ARLINGTON, Texas — Caution tape now lines the backyard of Charlie Kilpatrick at his Arlington home that he's owned since 2004. But no serious crime was committed, only a crime of ignorance by the city, he and his neighbors allege.
"We didn't do this. The City of Arlington did it," Kilpatrick told WFAA. "Our properties are devaluing, and it's a safety problem for us."
Behind Kilpatrick's home inside the Estates Above Wimbledon is a trickling stream serving as a tributary that has eroded into a flowing creek over the years.
It's unofficially called "Misty Creek," and any time it rains, storm drains upstream built by the city flow directly into it. Per Kilpatrick, the more than 50 drains mixed with poor storm water management mean his and his neighbor's backyard are slowly being eaten away.
Currently, the massive ditch along Kilpatrick's backyard separates parts of his property. It's more than 10 feet wide and is just as deep.
"When we moved in, it was really small; I could jump across it. Since then, it's gotten bigger and deeper," Kilpatrick said.
Kilpatrick is starting to worry. Now, when it rains, he goes behind his home and films the flooding waters crashing back and forth along the creek.
Kilpatrick's neighbor, Martin Lisius, has spent well over $3,000 to save a tree in his backyard from falling in.
He's also constructed a fence and placed it along the eroding wall of the creek to prevent any more damage from happening.
"I had to take cables and attach them to the top of the tree to keep it from falling over into what some of my friends are calling the 'Grand Canyon of Texas,' " Lisius said.
"It's very disconcerting when you come out in your backyard, and part of it is missing. Sometimes, we lose as many as 3 ft. of our backyard per day."
In short, Kilpatrick and Lisius believe that the City of Arlington teed up this problem and smashed it into their property like a golf drive on a pro course.
They say their creek can't handle the amount of water coming from the drains and that the city hasn't done anything to remedy the issue.
"I used to work at Six Flags when I was in high school, and they had this ride called the 'Roaring Rapids.' That's what this is, and it gets worse and worse every year," Kilpatrick said.
The difficult part is that the City hasn't been willing to help when asked or pleaded with.

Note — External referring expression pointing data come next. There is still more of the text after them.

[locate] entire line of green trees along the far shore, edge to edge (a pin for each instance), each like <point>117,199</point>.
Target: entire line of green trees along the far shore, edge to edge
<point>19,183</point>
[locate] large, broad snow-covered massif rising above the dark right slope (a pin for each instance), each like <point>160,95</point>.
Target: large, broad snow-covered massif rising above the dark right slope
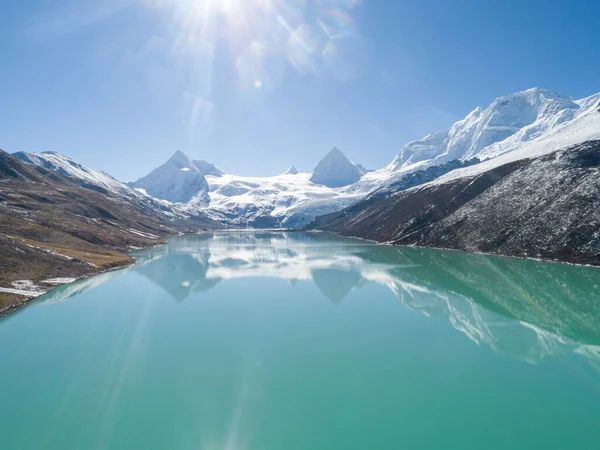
<point>503,127</point>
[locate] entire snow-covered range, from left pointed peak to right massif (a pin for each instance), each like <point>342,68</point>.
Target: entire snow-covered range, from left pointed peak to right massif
<point>517,126</point>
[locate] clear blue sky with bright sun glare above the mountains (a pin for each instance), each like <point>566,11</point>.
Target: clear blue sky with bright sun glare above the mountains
<point>257,85</point>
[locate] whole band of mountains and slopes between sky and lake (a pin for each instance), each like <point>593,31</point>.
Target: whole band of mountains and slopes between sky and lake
<point>519,178</point>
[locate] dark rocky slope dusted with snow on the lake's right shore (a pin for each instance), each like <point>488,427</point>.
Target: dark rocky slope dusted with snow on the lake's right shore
<point>545,207</point>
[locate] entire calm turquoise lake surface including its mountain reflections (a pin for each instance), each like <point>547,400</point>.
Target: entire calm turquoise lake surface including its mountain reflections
<point>274,341</point>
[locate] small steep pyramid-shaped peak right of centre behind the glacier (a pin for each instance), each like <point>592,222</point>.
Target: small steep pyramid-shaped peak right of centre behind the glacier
<point>335,170</point>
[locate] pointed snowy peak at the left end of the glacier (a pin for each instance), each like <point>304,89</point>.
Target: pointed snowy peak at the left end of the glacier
<point>179,180</point>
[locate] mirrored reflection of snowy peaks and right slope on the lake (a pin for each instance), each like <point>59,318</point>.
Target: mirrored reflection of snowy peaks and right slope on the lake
<point>525,309</point>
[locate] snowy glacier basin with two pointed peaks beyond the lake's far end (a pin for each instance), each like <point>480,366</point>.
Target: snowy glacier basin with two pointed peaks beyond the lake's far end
<point>289,200</point>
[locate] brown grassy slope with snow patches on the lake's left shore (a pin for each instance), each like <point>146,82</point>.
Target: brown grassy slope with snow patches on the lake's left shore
<point>55,226</point>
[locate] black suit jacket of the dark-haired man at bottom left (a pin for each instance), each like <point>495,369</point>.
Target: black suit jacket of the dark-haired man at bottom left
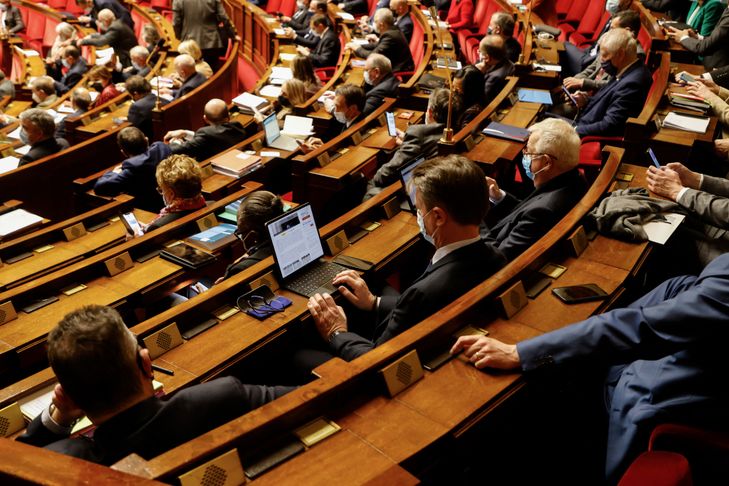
<point>156,425</point>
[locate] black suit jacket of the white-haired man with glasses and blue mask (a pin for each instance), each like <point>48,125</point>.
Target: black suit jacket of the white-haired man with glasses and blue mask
<point>522,223</point>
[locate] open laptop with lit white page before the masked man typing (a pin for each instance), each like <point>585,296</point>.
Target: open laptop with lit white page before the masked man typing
<point>297,251</point>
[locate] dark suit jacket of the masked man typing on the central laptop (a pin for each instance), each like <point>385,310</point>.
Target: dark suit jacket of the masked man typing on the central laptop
<point>441,283</point>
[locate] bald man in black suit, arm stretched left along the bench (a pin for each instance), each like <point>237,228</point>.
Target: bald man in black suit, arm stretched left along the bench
<point>218,135</point>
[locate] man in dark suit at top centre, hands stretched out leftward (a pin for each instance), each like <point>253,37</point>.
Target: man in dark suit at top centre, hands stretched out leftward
<point>391,43</point>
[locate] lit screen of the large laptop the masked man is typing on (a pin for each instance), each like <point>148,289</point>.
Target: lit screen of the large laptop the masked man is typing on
<point>295,239</point>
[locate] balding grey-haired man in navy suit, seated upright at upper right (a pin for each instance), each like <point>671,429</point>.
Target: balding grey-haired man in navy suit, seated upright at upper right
<point>606,112</point>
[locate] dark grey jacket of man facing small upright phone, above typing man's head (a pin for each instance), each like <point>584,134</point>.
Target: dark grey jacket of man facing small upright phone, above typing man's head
<point>419,140</point>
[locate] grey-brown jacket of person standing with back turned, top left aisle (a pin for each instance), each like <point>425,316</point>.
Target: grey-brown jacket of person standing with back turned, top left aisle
<point>198,20</point>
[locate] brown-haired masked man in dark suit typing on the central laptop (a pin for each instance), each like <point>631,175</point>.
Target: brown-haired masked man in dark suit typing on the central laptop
<point>451,198</point>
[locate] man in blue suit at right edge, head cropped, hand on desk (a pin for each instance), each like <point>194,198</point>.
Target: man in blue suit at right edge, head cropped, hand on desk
<point>667,351</point>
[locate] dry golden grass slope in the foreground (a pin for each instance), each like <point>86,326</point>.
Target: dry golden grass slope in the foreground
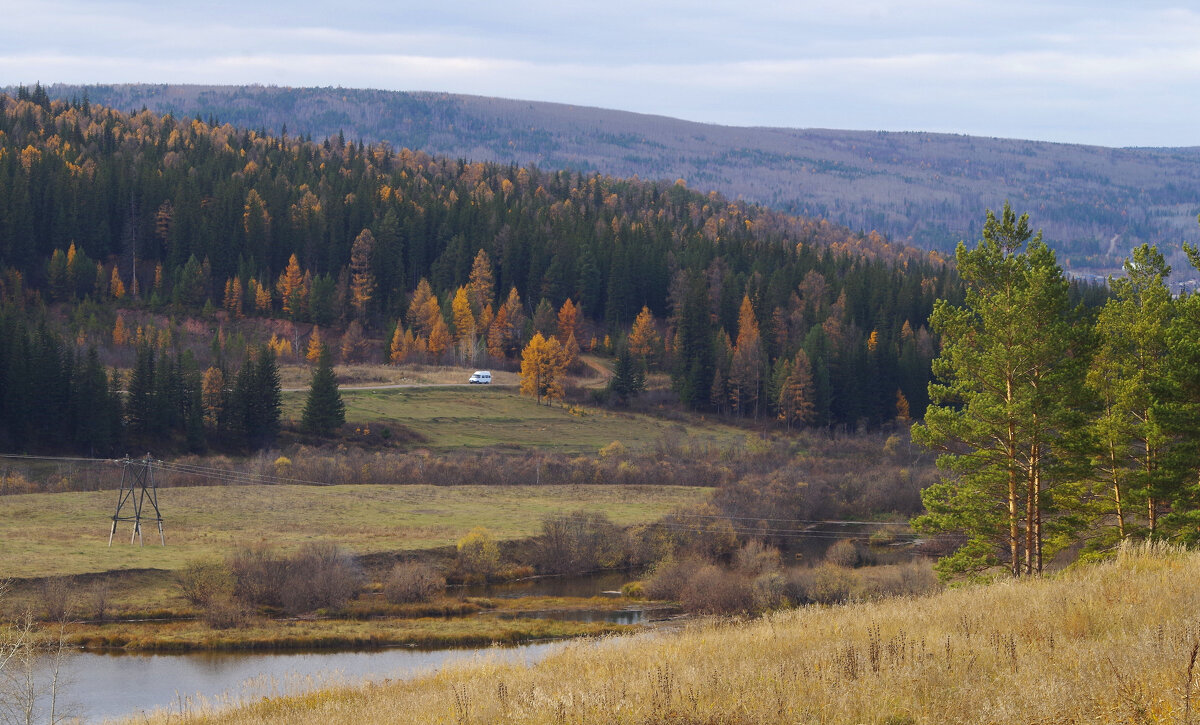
<point>1107,644</point>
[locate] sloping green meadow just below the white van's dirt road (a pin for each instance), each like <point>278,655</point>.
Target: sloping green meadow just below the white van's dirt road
<point>481,417</point>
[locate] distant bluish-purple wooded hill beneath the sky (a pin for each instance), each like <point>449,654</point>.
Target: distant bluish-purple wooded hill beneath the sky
<point>928,189</point>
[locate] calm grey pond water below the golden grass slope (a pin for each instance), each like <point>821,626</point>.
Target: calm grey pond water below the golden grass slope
<point>106,687</point>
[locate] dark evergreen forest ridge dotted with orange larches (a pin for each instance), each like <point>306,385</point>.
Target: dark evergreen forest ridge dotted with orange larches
<point>110,215</point>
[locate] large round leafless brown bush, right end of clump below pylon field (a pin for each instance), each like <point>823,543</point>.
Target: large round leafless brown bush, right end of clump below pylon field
<point>321,577</point>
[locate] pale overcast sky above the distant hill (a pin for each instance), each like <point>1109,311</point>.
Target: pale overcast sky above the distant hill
<point>1118,74</point>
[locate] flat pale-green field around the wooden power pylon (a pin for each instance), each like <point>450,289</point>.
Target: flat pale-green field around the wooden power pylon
<point>44,535</point>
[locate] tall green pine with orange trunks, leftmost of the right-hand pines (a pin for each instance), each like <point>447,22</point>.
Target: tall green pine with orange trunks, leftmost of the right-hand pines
<point>999,409</point>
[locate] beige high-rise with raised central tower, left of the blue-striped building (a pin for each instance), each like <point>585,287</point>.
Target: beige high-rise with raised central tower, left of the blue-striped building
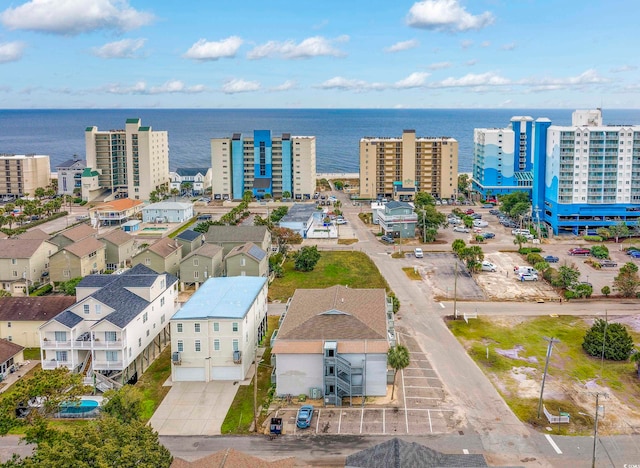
<point>132,162</point>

Kilpatrick showed WFAA emails dating back to 2016 addressing the erosion issue, yet nothing has been done.
A spokesperson for the City has said several times publicly that the creek is the responsibility of the homeowners in the area since it resides on private property.
Arlington’s public works and transportation department doesn't address erosion issues unless city roads, utilities, or safety are at risk.
Councilman Raul Gonzalez represents the area and said the council should review the issue.
Mayor Jeff Williams even visited the creek this week to see the erosion and speak with neighbors.
However, he won't be in office come June.
What Kilpatrick and Lisius really want is for the City to help, to divert the stormwater, or at least pay for a solution.
A private estimate revealed that a fix to the situation to alleviate erosion and water flow might cost over $100,000.
"They work for the citizens, and they need to be responsible and take care of their citizens," Lisius said. "We're not going to stop. We're going to get this fixed."
Kilpatrick is trying to stay positive, but he said lawyering up could be the only thing left to do when asked.
"It's just sad," Kilpatrick said. "They just say no. This is going to keep eroding. I'm going to lose more and more land."